Rose Sherri, Normand Sharon-Lise
Department of Health Care Policy, Harvard Medical School, Boston, Massachusetts, U.S.A.
Department of Biostatistics, Harvard T.H. Chan School of Public Health, Boston, Massachusetts, U.S.A.
Biometrics. 2019 Mar;75(1):289-296. doi: 10.1111/biom.12927. Epub 2018 Jul 13.
Postmarket comparative effectiveness and safety analyses of therapeutic treatments typically involve large observational cohorts. We propose double robust machine learning estimation techniques for implantable medical device evaluations where there are more than two unordered treatments and patients are clustered in hospitals.
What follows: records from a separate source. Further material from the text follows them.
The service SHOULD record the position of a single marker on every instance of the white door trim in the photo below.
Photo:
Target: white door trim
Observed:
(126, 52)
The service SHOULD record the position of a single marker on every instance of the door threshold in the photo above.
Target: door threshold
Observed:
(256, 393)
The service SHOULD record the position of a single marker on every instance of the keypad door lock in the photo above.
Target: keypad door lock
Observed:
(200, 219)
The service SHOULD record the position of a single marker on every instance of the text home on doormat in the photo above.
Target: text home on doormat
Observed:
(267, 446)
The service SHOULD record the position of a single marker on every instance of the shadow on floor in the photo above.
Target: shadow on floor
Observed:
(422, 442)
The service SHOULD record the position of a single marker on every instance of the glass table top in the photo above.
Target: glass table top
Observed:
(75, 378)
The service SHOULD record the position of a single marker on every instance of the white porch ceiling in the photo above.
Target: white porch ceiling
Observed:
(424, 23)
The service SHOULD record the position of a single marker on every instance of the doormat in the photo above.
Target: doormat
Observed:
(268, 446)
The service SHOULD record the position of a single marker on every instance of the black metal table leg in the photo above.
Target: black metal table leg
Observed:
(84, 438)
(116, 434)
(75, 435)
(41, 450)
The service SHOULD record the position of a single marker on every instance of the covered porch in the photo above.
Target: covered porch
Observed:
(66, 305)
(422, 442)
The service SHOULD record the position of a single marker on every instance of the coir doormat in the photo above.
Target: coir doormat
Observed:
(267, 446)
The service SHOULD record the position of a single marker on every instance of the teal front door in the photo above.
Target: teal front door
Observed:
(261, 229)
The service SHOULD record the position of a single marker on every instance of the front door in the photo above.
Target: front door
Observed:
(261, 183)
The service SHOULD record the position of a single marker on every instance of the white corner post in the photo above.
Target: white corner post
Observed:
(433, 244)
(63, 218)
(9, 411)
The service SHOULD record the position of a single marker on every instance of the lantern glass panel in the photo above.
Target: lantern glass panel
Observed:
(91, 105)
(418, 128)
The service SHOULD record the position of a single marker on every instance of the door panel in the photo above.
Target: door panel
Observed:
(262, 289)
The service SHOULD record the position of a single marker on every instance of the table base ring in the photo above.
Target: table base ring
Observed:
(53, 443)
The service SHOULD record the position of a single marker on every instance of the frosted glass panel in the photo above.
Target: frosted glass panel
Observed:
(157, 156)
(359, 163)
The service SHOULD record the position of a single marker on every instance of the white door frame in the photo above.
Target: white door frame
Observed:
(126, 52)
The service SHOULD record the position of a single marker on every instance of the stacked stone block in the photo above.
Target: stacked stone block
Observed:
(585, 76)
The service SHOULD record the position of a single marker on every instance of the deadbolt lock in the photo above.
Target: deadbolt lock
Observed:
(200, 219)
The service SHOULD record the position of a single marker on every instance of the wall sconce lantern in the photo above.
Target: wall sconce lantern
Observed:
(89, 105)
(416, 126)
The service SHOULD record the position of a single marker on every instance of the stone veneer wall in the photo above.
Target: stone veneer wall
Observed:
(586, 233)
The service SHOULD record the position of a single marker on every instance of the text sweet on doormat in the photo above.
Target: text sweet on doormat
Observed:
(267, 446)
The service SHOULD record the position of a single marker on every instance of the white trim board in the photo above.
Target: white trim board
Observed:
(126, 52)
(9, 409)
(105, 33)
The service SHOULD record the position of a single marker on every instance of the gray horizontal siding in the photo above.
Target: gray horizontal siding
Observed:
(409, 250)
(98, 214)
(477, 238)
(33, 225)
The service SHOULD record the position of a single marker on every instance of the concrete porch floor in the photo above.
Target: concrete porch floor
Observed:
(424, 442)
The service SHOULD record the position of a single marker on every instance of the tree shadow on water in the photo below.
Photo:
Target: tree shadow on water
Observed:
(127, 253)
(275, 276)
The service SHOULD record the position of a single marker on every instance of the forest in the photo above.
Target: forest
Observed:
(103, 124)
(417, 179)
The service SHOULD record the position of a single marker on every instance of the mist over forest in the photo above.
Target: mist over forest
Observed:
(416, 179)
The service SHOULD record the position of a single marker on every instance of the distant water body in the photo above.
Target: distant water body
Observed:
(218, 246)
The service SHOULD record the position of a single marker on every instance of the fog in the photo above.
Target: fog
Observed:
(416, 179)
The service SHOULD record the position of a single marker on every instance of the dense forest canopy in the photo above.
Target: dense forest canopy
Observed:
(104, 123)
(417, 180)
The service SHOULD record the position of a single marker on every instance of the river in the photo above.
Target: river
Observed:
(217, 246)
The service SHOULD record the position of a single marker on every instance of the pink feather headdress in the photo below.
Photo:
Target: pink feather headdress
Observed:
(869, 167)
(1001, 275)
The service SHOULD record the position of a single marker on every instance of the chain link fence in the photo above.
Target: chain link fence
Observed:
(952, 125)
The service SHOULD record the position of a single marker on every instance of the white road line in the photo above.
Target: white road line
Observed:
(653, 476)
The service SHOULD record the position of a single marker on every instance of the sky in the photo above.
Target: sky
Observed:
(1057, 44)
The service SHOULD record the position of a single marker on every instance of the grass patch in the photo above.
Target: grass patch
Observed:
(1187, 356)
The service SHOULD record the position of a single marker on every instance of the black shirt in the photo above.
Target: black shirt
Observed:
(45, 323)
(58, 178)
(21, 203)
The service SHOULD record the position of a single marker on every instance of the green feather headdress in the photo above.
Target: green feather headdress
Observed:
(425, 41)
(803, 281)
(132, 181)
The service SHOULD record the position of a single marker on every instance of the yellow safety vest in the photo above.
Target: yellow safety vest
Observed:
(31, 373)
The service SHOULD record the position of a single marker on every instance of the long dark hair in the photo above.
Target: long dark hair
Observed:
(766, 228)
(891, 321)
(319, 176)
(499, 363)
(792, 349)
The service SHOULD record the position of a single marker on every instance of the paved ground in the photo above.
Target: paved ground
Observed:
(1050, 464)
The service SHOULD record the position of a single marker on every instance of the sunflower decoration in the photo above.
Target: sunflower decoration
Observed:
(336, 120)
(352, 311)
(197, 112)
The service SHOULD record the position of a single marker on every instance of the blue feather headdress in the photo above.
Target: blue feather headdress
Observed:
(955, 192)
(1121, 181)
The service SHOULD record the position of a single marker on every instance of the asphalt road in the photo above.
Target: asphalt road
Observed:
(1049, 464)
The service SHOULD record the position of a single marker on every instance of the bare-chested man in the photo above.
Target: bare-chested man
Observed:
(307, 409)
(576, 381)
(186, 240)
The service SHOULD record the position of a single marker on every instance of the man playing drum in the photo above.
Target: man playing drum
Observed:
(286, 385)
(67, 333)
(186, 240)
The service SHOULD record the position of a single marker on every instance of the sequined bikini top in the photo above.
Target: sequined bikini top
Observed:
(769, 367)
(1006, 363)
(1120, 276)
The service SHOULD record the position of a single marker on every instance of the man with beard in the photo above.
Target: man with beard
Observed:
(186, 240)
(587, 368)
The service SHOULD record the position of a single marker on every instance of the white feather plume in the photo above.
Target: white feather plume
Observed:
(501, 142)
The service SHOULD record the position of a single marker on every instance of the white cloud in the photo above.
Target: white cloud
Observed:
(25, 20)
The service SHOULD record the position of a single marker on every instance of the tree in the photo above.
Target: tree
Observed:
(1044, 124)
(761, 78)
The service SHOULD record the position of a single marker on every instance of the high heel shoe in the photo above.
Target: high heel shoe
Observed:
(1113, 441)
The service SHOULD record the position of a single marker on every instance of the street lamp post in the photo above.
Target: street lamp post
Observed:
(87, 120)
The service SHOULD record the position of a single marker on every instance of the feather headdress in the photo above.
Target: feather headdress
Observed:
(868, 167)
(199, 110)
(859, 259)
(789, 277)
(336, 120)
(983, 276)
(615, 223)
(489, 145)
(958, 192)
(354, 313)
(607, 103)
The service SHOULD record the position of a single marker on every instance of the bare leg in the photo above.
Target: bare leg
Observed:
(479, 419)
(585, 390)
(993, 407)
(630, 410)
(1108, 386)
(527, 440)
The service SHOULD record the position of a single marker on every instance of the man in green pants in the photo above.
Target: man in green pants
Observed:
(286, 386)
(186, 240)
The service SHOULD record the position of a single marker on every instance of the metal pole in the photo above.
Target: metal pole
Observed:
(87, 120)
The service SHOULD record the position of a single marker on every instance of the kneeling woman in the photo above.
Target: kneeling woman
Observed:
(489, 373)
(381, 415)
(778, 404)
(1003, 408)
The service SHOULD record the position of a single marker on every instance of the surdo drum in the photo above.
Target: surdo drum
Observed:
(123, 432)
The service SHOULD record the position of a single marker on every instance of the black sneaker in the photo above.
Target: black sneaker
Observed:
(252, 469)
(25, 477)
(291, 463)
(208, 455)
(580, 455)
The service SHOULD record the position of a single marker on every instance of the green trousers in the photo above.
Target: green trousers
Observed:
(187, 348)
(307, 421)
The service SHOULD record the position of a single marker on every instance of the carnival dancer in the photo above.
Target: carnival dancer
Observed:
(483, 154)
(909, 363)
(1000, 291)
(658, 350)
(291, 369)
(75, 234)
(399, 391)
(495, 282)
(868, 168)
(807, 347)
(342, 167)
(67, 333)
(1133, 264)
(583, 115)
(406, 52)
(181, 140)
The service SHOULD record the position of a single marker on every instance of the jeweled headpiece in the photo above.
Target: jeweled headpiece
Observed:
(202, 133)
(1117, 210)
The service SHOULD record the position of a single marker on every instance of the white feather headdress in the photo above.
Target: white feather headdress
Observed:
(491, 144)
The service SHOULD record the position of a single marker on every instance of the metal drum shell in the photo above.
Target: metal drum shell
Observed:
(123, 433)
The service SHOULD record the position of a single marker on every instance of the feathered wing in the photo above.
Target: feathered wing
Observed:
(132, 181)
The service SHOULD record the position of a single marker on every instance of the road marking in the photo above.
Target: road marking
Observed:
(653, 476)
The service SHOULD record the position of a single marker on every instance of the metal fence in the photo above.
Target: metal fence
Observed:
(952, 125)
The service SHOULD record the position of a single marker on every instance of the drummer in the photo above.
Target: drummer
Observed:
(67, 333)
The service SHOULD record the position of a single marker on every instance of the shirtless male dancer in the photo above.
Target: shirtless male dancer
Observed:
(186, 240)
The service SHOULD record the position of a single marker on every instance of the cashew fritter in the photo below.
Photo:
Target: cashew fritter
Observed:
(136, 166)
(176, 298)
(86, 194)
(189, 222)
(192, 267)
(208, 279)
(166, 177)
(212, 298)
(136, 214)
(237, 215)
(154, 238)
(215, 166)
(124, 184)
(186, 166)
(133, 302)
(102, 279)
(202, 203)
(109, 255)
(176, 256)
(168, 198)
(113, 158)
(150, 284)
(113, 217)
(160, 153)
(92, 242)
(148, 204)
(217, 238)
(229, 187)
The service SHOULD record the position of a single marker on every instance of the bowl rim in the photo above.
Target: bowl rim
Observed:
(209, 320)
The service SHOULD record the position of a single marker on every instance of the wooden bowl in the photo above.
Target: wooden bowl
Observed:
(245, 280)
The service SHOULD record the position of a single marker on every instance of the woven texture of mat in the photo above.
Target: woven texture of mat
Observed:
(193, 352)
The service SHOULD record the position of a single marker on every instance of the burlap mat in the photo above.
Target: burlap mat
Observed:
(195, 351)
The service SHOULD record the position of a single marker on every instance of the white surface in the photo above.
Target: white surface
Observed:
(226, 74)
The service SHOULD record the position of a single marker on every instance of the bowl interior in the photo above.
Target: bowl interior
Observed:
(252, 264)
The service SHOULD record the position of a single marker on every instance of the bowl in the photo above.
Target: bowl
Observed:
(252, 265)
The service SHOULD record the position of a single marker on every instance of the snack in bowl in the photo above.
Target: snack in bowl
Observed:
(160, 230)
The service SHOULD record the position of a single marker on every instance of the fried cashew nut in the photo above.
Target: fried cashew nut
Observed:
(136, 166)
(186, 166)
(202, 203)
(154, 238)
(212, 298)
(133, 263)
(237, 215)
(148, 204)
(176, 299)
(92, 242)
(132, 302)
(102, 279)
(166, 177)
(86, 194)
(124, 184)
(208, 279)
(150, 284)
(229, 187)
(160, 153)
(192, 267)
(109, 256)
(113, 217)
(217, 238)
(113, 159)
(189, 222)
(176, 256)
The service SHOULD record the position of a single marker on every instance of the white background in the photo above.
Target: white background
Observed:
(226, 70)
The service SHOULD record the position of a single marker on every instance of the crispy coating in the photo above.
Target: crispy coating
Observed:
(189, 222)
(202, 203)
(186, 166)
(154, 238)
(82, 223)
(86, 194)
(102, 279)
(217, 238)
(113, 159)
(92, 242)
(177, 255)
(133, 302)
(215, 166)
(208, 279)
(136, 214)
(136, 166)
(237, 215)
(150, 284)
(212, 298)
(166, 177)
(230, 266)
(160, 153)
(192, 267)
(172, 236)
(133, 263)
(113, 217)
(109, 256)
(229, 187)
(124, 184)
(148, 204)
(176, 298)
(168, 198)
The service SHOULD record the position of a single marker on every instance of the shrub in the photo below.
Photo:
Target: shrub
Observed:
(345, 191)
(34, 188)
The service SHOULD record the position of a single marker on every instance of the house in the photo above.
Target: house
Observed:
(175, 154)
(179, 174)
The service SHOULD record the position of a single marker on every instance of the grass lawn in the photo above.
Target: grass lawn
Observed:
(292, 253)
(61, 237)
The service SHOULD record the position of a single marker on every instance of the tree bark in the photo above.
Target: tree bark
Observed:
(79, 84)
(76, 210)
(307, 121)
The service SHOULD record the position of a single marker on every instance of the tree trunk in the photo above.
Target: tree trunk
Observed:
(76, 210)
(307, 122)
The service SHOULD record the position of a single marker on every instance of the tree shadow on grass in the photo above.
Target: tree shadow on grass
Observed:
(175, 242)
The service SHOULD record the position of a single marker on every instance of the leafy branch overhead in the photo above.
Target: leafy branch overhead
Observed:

This flexible approach also accommodates high-dimensional covariates drawn from clinical databases. The Massachusetts Data Analysis Center percutaneous coronary intervention cohort is used to assess the composite outcome of 10 drug-eluting stents among adults implanted with at least one drug-eluting stent in Massachusetts. We find remarkable discrimination between stents. A simulation study designed to mimic this coronary intervention cohort is also presented and produced similar results.
治疗性治疗的上市后比较有效性和安全性分析通常涉及大型观察性队列。我们提出了双稳健机器学习估计技术,用于可植入医疗设备评估,其中存在两种以上无序治疗且患者在医院中聚类。这种灵活的方法还适用于从临床数据库中提取的高维协变量。马萨诸塞州数据分析中心经皮冠状动脉介入治疗队列用于评估马萨诸塞州至少植入一个药物洗脱支架的成年人中10种药物洗脱支架的复合结局。我们发现支架之间存在显著的区分度。还介绍了一项旨在模拟该冠状动脉介入治疗队列的模拟研究,并得出了类似的结果。